Os meios pedagógicos estão estagnados. "Em fisiologia vegetal, nós temos o mesmo material desde 1974, um único laboratório para 400 a 500 estudantes, que só têm uma sessão a cada duas semanas", explica Amadou Ouédragou, no departamento de biologia da faculdade de "Ouaga".

Depois, por falta de oportunidades. Enquanto as "saídas previstas" de jovens graduados ultrapassarão em muito os 3 milhões em 2015, as "demandas acumuladas" de empregos nos setores público, privado e rural girarão em torno de 1,4 milhão de empregos, segundo Pierre-Antoine Gioan.

Fábricas de desempregados

E por fim, por falta de formações adaptadas. Como no campus burquinense, onde a sociologia, a economia e o direito drenam o maior número de calouros, ao passo que os setores profissionais são embrionários. Seriam as universidades africanas fábricas de desempregados? 25% dos formados no ensino superior estão sem emprego, e 30% dos jovens graduados são superqualificados para a vaga que ocupam, destaca um relatório do polo de educação da Unesco de Dakar.

"Com menos de 5% de uma faixa etária na universidade, não há estudantes o suficiente em Burkina", afirma, no entanto, Koulidiati.
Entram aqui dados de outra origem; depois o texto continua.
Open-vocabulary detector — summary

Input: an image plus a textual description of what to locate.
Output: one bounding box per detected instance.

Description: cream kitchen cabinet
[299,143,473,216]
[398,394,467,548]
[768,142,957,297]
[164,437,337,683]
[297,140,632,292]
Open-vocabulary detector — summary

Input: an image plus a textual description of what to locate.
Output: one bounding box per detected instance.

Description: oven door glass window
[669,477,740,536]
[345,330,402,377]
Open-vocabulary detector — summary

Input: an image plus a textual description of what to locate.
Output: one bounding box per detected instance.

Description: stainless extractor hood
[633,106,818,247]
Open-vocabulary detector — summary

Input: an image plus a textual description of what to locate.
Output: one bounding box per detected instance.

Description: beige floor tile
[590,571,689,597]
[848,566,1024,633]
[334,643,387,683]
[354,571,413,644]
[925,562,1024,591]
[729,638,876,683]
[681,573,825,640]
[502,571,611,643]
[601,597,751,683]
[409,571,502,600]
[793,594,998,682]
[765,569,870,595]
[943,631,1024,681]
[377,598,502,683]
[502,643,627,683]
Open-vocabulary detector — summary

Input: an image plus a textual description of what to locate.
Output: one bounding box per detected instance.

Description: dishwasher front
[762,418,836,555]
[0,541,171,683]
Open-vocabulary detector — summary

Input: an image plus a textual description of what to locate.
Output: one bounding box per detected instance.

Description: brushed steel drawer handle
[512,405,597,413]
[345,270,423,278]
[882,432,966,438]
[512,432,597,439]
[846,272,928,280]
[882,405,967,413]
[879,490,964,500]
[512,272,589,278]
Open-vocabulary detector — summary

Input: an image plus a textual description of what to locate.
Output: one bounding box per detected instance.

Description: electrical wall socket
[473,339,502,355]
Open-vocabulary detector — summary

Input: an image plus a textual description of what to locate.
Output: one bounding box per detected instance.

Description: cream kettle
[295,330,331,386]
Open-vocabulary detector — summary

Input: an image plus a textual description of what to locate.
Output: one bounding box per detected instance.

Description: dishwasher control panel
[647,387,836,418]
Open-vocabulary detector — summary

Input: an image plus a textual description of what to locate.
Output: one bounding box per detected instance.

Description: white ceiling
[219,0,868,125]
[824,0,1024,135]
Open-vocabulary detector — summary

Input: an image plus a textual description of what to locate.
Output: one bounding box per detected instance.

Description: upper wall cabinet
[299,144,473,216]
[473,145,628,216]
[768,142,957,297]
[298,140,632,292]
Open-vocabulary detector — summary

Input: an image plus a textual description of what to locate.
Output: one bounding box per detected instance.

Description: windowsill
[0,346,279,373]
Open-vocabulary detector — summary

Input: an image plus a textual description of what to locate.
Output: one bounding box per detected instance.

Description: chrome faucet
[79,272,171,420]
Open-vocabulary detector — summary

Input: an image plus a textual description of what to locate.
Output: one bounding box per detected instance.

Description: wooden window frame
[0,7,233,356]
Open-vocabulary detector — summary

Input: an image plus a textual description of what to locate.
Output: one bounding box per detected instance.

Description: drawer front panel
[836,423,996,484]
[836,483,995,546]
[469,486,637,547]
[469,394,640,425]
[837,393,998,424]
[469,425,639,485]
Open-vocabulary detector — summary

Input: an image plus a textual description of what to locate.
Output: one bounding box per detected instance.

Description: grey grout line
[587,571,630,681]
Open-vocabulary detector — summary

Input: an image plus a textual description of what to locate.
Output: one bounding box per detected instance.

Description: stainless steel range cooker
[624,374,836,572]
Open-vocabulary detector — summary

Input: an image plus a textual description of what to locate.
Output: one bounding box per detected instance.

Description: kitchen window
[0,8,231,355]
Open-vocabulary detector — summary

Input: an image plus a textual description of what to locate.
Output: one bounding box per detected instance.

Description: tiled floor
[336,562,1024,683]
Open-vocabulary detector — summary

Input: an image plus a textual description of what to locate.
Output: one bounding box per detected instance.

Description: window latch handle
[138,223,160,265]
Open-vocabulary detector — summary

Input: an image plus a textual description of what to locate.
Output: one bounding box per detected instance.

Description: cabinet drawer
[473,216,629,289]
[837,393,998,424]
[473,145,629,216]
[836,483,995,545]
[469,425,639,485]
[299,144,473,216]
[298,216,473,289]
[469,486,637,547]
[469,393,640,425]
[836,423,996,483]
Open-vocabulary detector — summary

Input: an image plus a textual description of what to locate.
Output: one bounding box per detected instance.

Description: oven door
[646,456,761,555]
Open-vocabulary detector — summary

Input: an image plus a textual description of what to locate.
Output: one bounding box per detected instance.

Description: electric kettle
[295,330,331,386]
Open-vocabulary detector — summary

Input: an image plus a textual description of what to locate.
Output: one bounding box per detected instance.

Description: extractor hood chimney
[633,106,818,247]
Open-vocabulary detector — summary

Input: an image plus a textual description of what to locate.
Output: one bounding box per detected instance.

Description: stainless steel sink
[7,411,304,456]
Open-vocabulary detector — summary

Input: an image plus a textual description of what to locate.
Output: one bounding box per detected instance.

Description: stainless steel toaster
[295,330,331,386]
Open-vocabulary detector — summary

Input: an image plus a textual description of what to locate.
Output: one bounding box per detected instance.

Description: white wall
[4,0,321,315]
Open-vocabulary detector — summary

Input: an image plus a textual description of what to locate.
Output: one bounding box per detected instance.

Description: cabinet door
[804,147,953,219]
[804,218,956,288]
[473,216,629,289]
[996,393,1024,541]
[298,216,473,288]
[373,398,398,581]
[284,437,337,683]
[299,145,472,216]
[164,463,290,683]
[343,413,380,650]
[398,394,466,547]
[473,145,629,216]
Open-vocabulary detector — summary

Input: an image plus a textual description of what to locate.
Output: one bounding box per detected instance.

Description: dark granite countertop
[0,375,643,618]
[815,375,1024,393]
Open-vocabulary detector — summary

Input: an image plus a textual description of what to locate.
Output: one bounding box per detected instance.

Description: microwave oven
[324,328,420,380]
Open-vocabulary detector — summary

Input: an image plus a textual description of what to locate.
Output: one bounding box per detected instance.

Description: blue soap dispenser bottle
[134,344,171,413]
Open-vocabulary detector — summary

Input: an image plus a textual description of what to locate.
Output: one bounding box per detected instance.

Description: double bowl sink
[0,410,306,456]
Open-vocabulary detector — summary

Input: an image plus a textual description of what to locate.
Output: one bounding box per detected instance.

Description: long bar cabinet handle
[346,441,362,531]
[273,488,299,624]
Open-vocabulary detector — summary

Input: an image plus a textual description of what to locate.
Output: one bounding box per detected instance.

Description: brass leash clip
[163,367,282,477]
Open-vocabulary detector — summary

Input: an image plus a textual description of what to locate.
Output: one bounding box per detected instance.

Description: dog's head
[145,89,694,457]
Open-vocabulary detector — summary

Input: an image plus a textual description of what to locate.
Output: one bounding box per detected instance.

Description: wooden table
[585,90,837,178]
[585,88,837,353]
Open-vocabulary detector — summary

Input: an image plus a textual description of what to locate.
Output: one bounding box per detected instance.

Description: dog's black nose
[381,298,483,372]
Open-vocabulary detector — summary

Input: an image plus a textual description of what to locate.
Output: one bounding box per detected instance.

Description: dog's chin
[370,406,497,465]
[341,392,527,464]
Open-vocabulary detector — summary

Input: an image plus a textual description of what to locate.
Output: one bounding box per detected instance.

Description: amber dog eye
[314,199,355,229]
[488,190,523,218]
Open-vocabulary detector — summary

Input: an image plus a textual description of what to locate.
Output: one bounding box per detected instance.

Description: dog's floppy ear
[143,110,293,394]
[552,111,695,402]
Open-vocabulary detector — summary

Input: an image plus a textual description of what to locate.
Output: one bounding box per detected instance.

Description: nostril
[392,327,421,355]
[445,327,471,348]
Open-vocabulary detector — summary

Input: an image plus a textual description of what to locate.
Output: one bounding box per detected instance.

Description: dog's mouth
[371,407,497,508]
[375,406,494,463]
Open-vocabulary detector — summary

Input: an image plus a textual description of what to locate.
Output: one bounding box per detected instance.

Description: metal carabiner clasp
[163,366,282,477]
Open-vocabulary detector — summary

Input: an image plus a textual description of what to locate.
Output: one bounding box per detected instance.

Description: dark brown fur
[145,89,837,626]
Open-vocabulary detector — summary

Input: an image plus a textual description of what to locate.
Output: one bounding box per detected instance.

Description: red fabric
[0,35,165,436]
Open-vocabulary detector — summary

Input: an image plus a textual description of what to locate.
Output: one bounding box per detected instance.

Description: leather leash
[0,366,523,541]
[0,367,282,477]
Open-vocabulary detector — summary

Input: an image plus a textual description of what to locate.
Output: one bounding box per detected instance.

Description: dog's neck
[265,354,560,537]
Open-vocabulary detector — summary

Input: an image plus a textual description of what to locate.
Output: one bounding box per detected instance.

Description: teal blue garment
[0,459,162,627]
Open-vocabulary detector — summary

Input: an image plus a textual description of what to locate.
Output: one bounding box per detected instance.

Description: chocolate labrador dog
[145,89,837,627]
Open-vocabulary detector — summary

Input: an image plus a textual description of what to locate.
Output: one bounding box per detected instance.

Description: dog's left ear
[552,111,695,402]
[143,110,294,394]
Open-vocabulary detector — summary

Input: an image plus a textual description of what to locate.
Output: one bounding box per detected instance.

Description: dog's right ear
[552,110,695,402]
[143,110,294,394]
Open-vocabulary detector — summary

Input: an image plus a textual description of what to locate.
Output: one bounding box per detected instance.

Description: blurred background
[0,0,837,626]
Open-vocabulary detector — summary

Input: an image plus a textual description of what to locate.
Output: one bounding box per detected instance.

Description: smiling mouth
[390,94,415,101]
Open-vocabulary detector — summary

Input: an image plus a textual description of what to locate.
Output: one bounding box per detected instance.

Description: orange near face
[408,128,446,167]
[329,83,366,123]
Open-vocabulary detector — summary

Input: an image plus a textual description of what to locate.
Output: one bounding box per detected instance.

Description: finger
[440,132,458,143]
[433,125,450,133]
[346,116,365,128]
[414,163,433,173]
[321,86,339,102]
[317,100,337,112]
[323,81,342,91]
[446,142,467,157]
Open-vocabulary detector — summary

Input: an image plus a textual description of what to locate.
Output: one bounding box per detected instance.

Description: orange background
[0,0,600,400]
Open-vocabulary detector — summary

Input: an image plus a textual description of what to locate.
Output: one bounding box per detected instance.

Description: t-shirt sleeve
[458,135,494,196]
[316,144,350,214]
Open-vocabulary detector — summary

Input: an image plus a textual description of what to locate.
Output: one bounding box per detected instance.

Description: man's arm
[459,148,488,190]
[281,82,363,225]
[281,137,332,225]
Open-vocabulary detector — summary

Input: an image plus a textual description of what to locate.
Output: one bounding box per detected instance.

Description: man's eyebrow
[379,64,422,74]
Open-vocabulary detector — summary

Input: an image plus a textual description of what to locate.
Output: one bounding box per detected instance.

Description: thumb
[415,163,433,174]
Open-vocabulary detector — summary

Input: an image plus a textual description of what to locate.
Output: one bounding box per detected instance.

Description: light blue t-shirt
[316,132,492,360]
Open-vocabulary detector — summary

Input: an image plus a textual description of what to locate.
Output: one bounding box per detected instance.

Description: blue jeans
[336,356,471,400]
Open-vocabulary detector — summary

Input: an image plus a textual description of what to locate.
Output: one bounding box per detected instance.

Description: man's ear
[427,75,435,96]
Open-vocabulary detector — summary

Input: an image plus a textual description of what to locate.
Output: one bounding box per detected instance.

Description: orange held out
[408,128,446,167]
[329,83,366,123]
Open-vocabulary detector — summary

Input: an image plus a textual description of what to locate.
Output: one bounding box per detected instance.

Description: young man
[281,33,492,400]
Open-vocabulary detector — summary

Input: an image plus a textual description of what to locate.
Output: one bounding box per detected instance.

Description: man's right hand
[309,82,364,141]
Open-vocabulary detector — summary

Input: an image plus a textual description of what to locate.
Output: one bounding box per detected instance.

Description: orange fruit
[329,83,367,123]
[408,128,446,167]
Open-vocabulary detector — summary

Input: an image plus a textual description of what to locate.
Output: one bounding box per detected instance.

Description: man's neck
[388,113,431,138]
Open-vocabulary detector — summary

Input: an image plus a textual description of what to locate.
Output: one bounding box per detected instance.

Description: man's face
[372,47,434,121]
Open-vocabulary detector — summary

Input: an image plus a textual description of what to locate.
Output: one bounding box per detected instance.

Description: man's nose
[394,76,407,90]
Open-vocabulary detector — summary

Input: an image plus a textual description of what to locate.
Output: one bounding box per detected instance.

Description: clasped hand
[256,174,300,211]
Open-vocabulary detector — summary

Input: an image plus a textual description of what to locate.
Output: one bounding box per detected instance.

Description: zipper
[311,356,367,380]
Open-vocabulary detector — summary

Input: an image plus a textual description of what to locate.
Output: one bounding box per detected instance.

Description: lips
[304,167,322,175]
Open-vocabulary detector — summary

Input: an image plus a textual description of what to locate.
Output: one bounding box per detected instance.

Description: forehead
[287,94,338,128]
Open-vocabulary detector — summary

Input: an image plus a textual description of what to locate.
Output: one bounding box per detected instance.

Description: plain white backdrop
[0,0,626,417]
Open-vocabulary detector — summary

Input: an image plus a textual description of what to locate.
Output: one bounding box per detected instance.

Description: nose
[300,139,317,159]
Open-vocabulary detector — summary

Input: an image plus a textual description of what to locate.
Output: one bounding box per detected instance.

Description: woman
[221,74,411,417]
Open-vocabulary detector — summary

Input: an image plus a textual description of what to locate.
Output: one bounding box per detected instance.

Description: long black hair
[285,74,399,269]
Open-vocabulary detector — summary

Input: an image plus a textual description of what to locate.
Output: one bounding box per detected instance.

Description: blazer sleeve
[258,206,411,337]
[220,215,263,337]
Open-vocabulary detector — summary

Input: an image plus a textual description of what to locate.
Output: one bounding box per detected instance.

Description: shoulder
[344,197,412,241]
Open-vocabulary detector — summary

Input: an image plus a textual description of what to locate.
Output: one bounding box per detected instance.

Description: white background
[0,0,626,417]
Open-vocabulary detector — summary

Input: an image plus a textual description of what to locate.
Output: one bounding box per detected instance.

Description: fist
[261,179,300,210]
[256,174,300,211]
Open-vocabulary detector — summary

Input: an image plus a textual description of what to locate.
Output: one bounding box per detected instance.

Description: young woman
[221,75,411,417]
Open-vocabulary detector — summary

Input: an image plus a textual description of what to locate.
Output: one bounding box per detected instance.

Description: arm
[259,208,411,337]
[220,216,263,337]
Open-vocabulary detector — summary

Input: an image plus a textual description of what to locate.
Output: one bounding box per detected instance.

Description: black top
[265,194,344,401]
Não o suficiente, mas já são demais, considerando as magras possibilidades de emprego ao se formarem, com exceção de uma dezena de setores exigentes, dos quais alguns pagam bem, e se referem a cerca de 500 estudantes em setores como o meio-ambiente e a mineração... como resume Joseph Paré, ministro do Ensino Secundário, Superior e da Pesquisa, "acabou o recrutamento maciço de funcionários".

Porém não é certeza que a mensagem seja passada aos estudantes. Todas as esperanças de Gaëtan, que acaba de concluir seu terceiro ano na faculdade de direito de Ouagadougou, continuam sobre os "concursos de magistrado" que ele prestará este ano. O setor privado ele não considera, pois "nós fomos formados para trabalhar para o Estado", ele diz.